Researcher warns of North Korea’s changing crypto tactics

The paradigm security researcher, Samczsun, raises that the cyber operations of North Korea extend far beyond the famous Lazare group.

Her warnings come as the cryptographic industry emerges from recent appeal hackwho would have involved a sophisticated compromise of the SAFEWALLET infrastructure.

This attack marked a departure from the previous North Korean Hacking incidents. Instead of targeting the parbit directly, the pirates managed to rape sure {Wallet}.

This change in tactics highlights the growing sophistication of their strategies and raises important concerns concerning the safety of the wider ecosystem of cryptocurrency.

According to SamczsunThe cybercrime supported by North Korea is not only the work of a single group, but rather a network of threat actors sponsored by the State operating under different names.

Cyber-war structure of North Korea

Samczsun analyzes the cyber-man of North Korea for years. He explains that referring to all the North Korean cyber-activity because the “Lazare group” simplifies a much more complex network too much.

The hacking operations of North Korea are mainly managed by the General Recognition Office, an intelligence agency which oversees several hacking units. These include not only the Lazare group, but also on the APT38, Applejeus and other specialized teams.

Each of these groups has a different orientation. Lazare group, For example, is known for its high-level cyber attacks, including the Sony Pictures 2014 hack and the Bangladesh Bank Heist 2016. Apt38 specializes in financial crimes, including banking fraud and cryptocurrency flight.

“Apt38”, wrote Samczsun, “who left Lazare group around 2016 in order to focus on financial crimes, first targeting banks (like the Bangladesh bank), then cryptocurrency later.”

Applejeus has targeted cryptocurrency users with disguised malware in trading applications.

These groups work under the same government umbrella, help North Korea’s arms programs and escape international sanctions.

Crypto is now a target in North Korea

North Korea has turned to cryptocurrency as a major income source. Unlike traditional finances, cryptographic transactions are decentralized and often more difficult to follow or freeze.

North Korean pirates exploit this by breaking the exchanges, in deployment of malware and using false job offers to access internal systems.

An example is the case for “wagemole” agents – North Korean IT workers which infiltrates legitimate technological companies. These people seem to be regular employees but sometimes use their access to steal funds or compromise systems.

This tactic was seen in the Munchables featWhere an employee with links with North Korea has drained assets of the protocol.

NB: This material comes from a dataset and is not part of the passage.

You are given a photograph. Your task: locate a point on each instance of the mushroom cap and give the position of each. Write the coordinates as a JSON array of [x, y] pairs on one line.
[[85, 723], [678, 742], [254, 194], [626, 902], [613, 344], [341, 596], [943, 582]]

Another method is supply chain attacks, where hackers compromise software suppliers that serve cryptocurrency companies. In a case, Applejeus hackers have inserted malware into a widely used communication tool, affecting millions of users.

In another, the North Korean attackers violated an entrepreneur working with Radiant Capital, accessing social engineering on Telegram, according to Samczsun.

What it means for crypto

Samczsun warned that the cyber operations of North Korea are evolving. Bybit’s attack shows that hackers are now targeting infrastructure providers, not just exchanges.

This means that the entire cryptography ecosystem – portfolios to intelligent contract platforms – could be at risk.

For crypto users and companies, the keys to remember is that North Korean Cyber-menices go beyond the Lazare group and simple exchange hacks. The industry needs stronger security protocols, improving information sharing and greater awareness of social engineering threats.